Video conferencing platform Zoom, after days and weeks of bans, criticisms, hacks and what not, has publicly released an updated, security-focused version of the platform. The new version, dubbed ‘Zoom 5.0’ is an end-product of the company’s ambitious 90-day security resolution plan that it had announced when the first major security loophole came into public limelight. The company also announced, that despite all that we have read in the news so far, Zoom continues to grab in more users meeting participants, with count crossing 300 million.
The new version is purely focused on enhancing user security and does not add any new features, in line with Zoom CEO Eric S. Yuan’s announcement a few back.

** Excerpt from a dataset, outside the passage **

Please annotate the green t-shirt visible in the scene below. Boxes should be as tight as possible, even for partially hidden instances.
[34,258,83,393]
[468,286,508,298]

To start with, the platform has now adopted to the latest, AES 256-bit GCM encryption standard. Zoom 5.0, which is slated for release within the week, supports GCM encryption, and this standard will take effect once all accounts are enabled with GCM. System-wide account enablement will take place on May 30.
While encryption gets beefed up, Zoom is now also offering meeting admins, the ability to choose their data center regions. The account admin may choose which data center regions their account-hosted meetings and webinars use for real-time traffic at the account, group, or user level. This will be a crucial addition, since most of Zoom’s criticism so far has been around its uninformed routing of calls through sub-par servers in China.
Users will now also be able to access all of the platform’s security features through a new, dedicated section. These are now grouped together and found by clicking the Security icon in the meeting menu bar on the host’s interface. User passwords for meetings are also being reinforced with added complexities. Meeting passwords, is now on by default for most customers, including all Basic, single-license Pro, and K-12 customers. For administered accounts, account admins now have the ability to define password complexity.
In terms of admin controls, waiting room feature, that Zoom brought after much controversy, will now be a default. Admins will now also be able to report users via the Security icon. They may also disable the ability for participants to rename themselves.
Additional security enhancements include allowing users to have their Zoom Chat notifications not show a snippet of their chat. All new non-PMI meetings now have 11-digit IDs for added complexity, and during a meeting, the meeting ID and Invite option have been moved from the main Zoom interface to the Participants menu. This has been done to avoid those accidental sharing of meeting IDs that happens quite often.
These measures come after an ever-increasing number of bans and advisories, including those from government institutions, have come against Zoom. More recently, Indian Government’s cybsersecurity arm issued an advisory, terming Zoom an ‘unsafe’ platform. Prior to that, the Singapore and US governments had also issued partial bans and advisories against Zoom.